Experience with a new industry or a new role is not only begotten by a permanent full-time job in that specific role or industry. There are different ways you can get experience. Here are three ways you can demonstrate that experience that don’t involve getting a job in that new area:
1 – Pro bono experience
This is experience for which you are unpaid. You can do a consulting project in the new industry or role. You can volunteer to demonstrate your skills or expertise in a new area. You can do some teaching or public speaking on the new topic.
Public speaking, and developing your thought leadership overall (e.g., writing, social media), is really something that’s overlooked. Curating your knowledge in the new area that you are trying to enter is a great way of getting and staying front-of-mind to recruiters, employers and decision makers and influencers who can get you into that new industry, new role, or both. Thought leadership is a great way of showcasing your talents and what you know. It demonstrates that you have something to say.
Volunteering, pro bono consulting, teaching, public speaking — none of this requires that a recruiter or an employer hire you for a permanent full-time job. It does require that you hustle to get those first projects. At the end of the day, isn’t that the message you want to send employers? You’re telling them: yes, I can absolutely do this. By getting the consulting, the volunteering, the public speaking, the teaching, you are not making promises – you are just going ahead and doing it for it yourself.
2 – Academic experience
Academics doesn’t necessarily mean that you run off to graduate school for whatever is relevant to your new industry or role. You don’t even necessarily need a certification. However, taking a class, series of classes, getting a certification or getting an advanced degree are all ways of showcasing what it is that you know. In the academic environment, you can get hands on experience through group projects, through research assignments either in a class or working with a professor and there might be opportunities to work in and around campus.
Many times for a graduate business degree or business certifications, there are consulting projects that are done as part of the curriculum. So an academic environment can be a good place to get the skills and the expertise that you are going to need for that career change.
3 – 90-day plan
Tell that next employer what you are going to do the first day, first week, first month, first quarter.
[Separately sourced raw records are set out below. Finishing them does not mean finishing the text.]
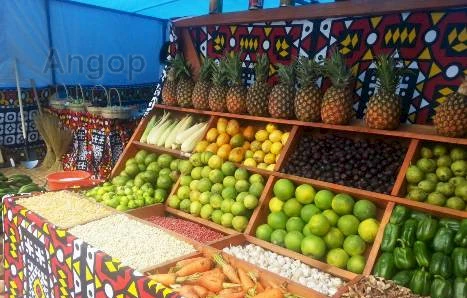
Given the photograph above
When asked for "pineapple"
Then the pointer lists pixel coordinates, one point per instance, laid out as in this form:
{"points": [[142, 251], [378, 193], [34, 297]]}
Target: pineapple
{"points": [[308, 98], [202, 86], [219, 88], [185, 84], [236, 96], [451, 116], [383, 110], [258, 93], [282, 95], [336, 107], [169, 90]]}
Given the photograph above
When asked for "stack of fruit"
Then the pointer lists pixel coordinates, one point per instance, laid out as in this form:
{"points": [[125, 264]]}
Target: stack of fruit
{"points": [[254, 147], [320, 224], [217, 190], [425, 254], [369, 164], [439, 177], [147, 179]]}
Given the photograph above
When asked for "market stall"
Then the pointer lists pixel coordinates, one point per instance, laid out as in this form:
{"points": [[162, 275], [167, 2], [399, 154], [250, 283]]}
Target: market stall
{"points": [[276, 191]]}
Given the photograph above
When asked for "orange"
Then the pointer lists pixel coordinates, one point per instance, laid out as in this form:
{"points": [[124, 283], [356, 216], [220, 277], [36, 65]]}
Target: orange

How are you going to be productive from day one on the job?
The employer is choosing between you and someone else who is not a career changer. The other candidate is someone for whom this industry or role or both are not new. The employer is weighing: Why should I hire you over someone who has done this before?
Yes, a plan is just a plan. Unlike hands-on experience, a plan won’t have demonstrated results. It’s simply a promise. However, having walked through that plan, you can speak with confidence and you can give the prospective employer some confidence that you are going to add value quickly. If they do buy into your plan, it helps them see you in that industry role or both. If they can see you in their job, then they’re going to feel more comfortable hiring you. They’re going to convince themselves that you aren’t a career changer – because you already know their company, you already know what you’re going to do from day one.
As a career changer, you want to decrease risk to the employer
Having demonstrated experience through pro bono services, getting academic experience or coming up with a 90 day plan are all about decreasing risk to the employer. The employer wants to know that they’re not going to make a mistake by giving you a chance.
Hiring is expensive. It’s expensive in terms of the time and the energy that the employer takes to weed through candidates and figure out who it is that they want to hire. It’s expensive if they have to pay an outside agency to find the person. Even if they’re filling the job internally, it’s expensive in terms of the internal recruiter time and all of the other people that are dedicating their time to this hire as opposed to doing something else.
Then there is risk in terms of onboarding the wrong person and the opportunity costs losing that time of the search. An employer fears doing all of that onboarding and going through those unproductive early days on the job, only to find out that this new hire didn’t work out.
It’s incredibly expensive to hire, and so the employer is afraid to make a mistake. As a career changer, you’re seen as a higher risk because you don’t have a track record. Everything that you do needs to be about decreasing that risk of a mistake to the employer.